12. DW1 – Serah Wanjiku Kariuki testified and relied on her witness statement dated the 18/7/2017 and produced documents marked as DEX 1-5. She stated that she is the registered owner of parcel 1449 measuring approx 1. 0 of an acre. That upon the subdivision of the mother title she settled on her parcel. That in 1998 on request by the 1st plaintiff she granted access for purposes of building materials through her land instead of the existing road on the left but thereafter the plaintiffs have made it a habit of using the road to the extent that they now claim it as of right. That on the 10/1/2017 the plaintiffs in the company of the local administrators and a surveyor came to the land and supervised the creation of the access road on the property. She was of the view that the alleged access road will lead to the demolition of her son’s house which is on the area marked as an access road.
13. In cross she stated that the access road existed even before the subdivision and her mother in law allowed the plaintiffs to use it. That during the site visit by the surveyor and the administrators she was asked to leave the site because of the objections she raised. She reiterated that there is no official access on the side that the plaintiffs are claiming one.
14. The plaintiffs filed written submissions vide the firm of Kimathi & Associates while those of the defendant were filed by the firm of Muraguri & Muraguri Advocates.
15. As to whether the access road on the right side of the defendant’s land exists the plaintiffs submitted in the affirmative on account that ; the access has existed and used since 1960s even before the demarcation and the subdivision of the family lands; unfortunately the surveyor who carried out the subdivisions of mother title No 1249 did not include the subject access road in the mutation form despite its existence on the ground; parties attended a meeting at the District Officers office to formalise the access road; on the 10/1/2017 the parties in the presence of the local administrators witnessed the marking of the access road and beaconing by a private surveyor; The defendant does not deny the existence of the access road; the existence of the road was recognised by the PW4- the surveyor. That on the 16/2/2017 the defendant in a turn of events blocked the plaintiffs from accessing and use of the access road hence the filing of the suit.

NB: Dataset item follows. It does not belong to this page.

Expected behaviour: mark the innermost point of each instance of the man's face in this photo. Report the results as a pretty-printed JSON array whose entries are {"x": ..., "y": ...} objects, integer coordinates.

16. The plaintiffs submitted that there is no alternative access to their lands as the access road on the left side and which the defendant insists should be used by the plaintiffs is a private road serving parcels 614 and 615 belonging to third parties. That they have never used the said access road because their parents’ graves are located on that side interalia. That the defendant wishes to change the location of the access road in her letter dated the 16/2/2017 to the left side which access is not available as it is a private road.
17. The plaintiffs have argued if the orders are granted the defendant stands to suffer no prejudice but on the other hand it is the plaintiffs who will be blocked form accessing their lands. The plaintiff’s as well as the defendant’s houses were constructed on the right-hand side due to the proximity of the access which has been used from time immemorial and the left side of the road was use for farming. The plaintiffs who bare elderly are now being forced to use panya (unofficial routes) to access their homes. That their vehicles cannot access the homes. They refuted the defendant’s claims her sons house shall be demolished as it does not lie on the road access.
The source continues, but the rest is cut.